Example: If LLP incorporated as on 1st October 2023, the LLP close first financial year either on coming 31st march or next 31st March 2025 ie LLP can file its first financial year for 18 months.
1. Form 8 Statement of Account & Solvency due date 30th October
2. Form 11 Annual Return of LLP, 60 days from the date of closing of financing accounts.
3. DIN KYC of Designated Partners
4. Other forms are required only for the event base task.
The charge details i.e. creation, modification or satisfaction of charge, can be filed through Appendix to eForm 8 LLP (Interim). However, it is required to file the charge details with the office of Registrar.
Minimum two DP required they shall be individual and at least one of them shall be resident in India further same minimum 2 partners are required. There is no limit for maximum number of partners in LLP.
Can a LLP issue shares to public?
No, a LLP not to issue shares in the share market.
Capital Contribution of LLP
A contribution of a partner may be tangible, movable or immovable or intangible property or incuding money, promissory notes, other way of contribute in cash or property, and contract of services performed or to be performed.

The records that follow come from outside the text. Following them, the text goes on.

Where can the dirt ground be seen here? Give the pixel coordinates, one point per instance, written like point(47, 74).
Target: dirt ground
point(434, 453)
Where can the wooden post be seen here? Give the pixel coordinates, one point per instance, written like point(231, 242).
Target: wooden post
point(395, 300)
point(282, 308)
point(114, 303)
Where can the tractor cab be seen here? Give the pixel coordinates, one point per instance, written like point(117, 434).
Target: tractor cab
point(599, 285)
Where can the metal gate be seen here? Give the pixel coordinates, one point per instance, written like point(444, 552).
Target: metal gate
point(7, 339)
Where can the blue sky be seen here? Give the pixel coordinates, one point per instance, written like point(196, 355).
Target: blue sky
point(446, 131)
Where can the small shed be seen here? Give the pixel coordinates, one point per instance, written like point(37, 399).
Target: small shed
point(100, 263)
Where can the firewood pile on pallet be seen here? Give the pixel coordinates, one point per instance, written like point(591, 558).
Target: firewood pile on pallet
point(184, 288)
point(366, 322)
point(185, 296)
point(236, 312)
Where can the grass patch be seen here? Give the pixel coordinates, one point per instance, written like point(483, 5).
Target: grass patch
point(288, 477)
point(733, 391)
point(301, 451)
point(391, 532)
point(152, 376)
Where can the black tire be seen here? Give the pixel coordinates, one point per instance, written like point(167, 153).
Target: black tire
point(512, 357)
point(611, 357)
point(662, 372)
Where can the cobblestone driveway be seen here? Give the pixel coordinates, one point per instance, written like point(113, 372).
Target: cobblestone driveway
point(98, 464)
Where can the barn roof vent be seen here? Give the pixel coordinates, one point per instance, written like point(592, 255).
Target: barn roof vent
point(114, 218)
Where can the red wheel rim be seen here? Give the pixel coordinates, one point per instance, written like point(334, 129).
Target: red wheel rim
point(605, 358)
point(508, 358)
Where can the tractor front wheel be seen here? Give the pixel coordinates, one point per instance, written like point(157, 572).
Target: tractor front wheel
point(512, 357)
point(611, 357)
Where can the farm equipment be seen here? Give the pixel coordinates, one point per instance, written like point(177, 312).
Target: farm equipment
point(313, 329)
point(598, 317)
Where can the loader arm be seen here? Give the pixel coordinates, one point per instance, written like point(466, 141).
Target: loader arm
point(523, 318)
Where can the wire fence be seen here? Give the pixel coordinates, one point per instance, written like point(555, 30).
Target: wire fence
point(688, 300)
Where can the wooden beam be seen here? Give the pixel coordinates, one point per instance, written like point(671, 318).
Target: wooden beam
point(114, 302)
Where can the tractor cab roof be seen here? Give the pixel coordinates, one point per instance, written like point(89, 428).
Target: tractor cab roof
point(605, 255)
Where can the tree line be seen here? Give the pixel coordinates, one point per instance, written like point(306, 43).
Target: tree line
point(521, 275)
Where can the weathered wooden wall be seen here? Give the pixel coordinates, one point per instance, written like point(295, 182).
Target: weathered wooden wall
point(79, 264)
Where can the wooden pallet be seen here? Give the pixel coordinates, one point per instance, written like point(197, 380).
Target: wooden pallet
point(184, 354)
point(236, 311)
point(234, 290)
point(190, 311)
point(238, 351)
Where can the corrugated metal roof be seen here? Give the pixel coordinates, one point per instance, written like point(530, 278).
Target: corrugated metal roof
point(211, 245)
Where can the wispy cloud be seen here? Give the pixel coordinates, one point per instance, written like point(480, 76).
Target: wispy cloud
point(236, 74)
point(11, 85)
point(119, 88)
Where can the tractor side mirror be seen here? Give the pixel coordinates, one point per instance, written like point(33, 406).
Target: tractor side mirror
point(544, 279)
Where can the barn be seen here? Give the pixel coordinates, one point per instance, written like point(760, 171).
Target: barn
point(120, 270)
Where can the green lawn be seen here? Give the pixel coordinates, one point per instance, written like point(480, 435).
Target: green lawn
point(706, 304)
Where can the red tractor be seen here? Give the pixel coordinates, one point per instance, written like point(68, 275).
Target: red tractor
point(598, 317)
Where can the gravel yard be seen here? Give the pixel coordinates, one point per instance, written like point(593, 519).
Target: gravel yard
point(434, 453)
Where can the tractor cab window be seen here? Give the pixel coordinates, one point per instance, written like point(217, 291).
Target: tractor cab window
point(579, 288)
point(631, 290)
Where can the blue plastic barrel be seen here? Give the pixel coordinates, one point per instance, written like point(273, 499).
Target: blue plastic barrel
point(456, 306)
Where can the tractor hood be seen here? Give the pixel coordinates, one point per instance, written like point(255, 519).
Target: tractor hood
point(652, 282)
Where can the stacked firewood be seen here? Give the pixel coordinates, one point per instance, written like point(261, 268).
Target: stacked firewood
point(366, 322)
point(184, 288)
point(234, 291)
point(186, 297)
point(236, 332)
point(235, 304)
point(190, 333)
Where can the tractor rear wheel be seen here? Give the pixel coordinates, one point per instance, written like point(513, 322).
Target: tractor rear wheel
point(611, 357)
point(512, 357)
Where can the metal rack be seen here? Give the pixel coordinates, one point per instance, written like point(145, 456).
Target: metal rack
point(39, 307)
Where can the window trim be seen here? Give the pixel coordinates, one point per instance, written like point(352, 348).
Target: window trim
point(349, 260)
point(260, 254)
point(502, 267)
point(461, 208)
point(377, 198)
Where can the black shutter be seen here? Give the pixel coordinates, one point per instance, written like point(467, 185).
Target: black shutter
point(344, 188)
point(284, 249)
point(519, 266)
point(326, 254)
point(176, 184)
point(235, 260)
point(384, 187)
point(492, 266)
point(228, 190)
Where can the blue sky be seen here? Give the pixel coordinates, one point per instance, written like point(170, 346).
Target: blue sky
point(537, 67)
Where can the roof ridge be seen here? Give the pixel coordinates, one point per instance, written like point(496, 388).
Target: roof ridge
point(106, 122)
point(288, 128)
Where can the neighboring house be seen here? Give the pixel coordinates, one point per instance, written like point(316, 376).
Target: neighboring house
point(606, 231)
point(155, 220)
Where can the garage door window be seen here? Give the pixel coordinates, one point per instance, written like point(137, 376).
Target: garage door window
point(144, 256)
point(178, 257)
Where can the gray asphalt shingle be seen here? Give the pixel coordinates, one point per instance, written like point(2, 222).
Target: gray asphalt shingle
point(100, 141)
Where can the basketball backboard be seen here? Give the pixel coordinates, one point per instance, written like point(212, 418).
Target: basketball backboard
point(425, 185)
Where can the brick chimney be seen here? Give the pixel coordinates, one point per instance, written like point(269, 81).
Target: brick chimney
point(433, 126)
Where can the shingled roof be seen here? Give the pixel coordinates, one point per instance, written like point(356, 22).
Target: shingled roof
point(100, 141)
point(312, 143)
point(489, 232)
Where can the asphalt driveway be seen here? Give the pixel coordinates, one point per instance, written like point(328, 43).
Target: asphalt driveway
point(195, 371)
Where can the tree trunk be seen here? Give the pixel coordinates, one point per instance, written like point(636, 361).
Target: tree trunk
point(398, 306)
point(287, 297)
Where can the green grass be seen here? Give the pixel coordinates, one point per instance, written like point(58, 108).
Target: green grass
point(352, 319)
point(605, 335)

1. New concept introduces for small LLP as per LLP (Amendment) Act, 2021
The New concept introduce by LLP the Limited Liability Partnership (Amendment) Act, 2021
“small limited liability partnership” that means a limited liability partnership—the contribution of which, does not exceed 25 lakh rupees or such higher amount, not exceeding five crore rupees, as may be prescribed; and the turnover of which, as per the Statement of Accounts and Solvency for the immediately preceding financial year, does not exceed 40 lakh rupees or such higher amount, not exceeding 50 crore rupees, as may be prescribed; or
2. By Notification Ministry Of Corporate Affairs Notification New Delhi, on dated the 9th November, 2023 introduce new concept for
22A. Register of Partners
(1) Every limited liability partnership shall, from the date of its incorporation, maintain a Register of its partners in Form 4A which shall be kept at the registered office of the Limited Liability Partnership:
APPLICABILITY FOR EXISTING LLP Every LLP existing on the date of commencement of the said rules is required to maintain the Register of Partners in Form 4A within 30 days of commencement of the amendment rules.
22B. Declaration in respect of beneficial interest in any contribution. –
A person whose name is entered in the register of partners of a Limited Liability Partnership but does not hold any beneficial interest fully or partly in contribution (hereinafter referred to as “the registered partner”), such person shall file with the Limited Liability Partnership, a declaration to that effect in Form 4B within a period of thirty days from the date on which his name is entered in the register of partners specifying the name and other particulars of the person who actually holds any beneficial interest in such contributions:
Provided that where any change occurs in the beneficial interest in such contribution, the registered partner shall, within a period of thirty days from the date of such change, make a declaration of such change to the limited liability partnership in Form 4B.
Conclusion: In conclusion, the journey of incorporating an LLP demands a nuanced understanding of its intricacies. With insights into the basic comparison with companies, practical formation aspects, and recent amendments, businesses can make informed decisions. The flexibility, limited liability, and potential for growth make LLPs an attractive option. As the business landscape evolves, staying abreast of changes and adhering to regulatory requirements ensures a successful LLP venture. Embracing the unique features and benefits, entrepreneurs can navigate the complexities, fostering a resilient and compliant business structure in the competitive market.